Sigurd Rascher, born May 15, 1907 in Elberfeld) (Germany) and died February 25, 2001 at Shushan (New York) was an American saxophonist of German origin.
One of the pioneers of classical saxophone, Rascher was the sponsor of 150 pieces for the instrument including concerti Ibert and Glazunov.
After studying the clarinet, he chose to specialize in saxophone, which he develops game modes hitherto unknown and unheard, as shrill.
It be an overwhelming success in the early 1930s as a concert soloist, in Berlin and throughout Europe.
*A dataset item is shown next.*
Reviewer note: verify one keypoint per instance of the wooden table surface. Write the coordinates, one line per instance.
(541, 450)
This will encourage him to control many partitions to a judicious choice of talented composers, often captivated by his technical mastery.
Forced to emigrate because of the rise of the Nazis, he will then travel to Sweden and the United States.
His concerts with the Orchestra of Boston and New York are the first of these bands with a solo saxophonist.
He was a professor at the University of Michigan, the Juilliard School, Eastman School and the United States.

Jean-Baptiste Singelée

Jean-Baptiste Singelée is a violinist, conductor and composer of the nineteenth century Belgian, born in Brussels September 25, 1812, died at Ostend September 29, 1875.
He pursued a career as a violinist in Paris, especially in the orchestra of the Opera-Comique, and then returned to Belgium as concertmaster of the Theatre Royal de la Monnaie.
There is also a conductor, and directed the orchestra in particular the Theatre Royal Mint Ghent and Brussels.
He wrote many scores for the ballet, two violin concertos and many works.
Friend of Adolphe Sax, he has certainly rubbed it to the Royal School of Music in Brussels during their training in 1828. It supports an active musical inventor to debut in Paris: he wrote the First Quartet for Saxophones by 1853 (the patent of the instrument was then only 7 years), Sax encouraged to develop music room for his new instrumental family.
It is also the most active contributor to the examinations and competitions of the Conservatoire de Paris, during the period when Sax teaches and provides dozens of Fantasy, Concert Solos, Caprices and Memorabilia to be used in student assessment in specialized military One of the four saxophone quartet.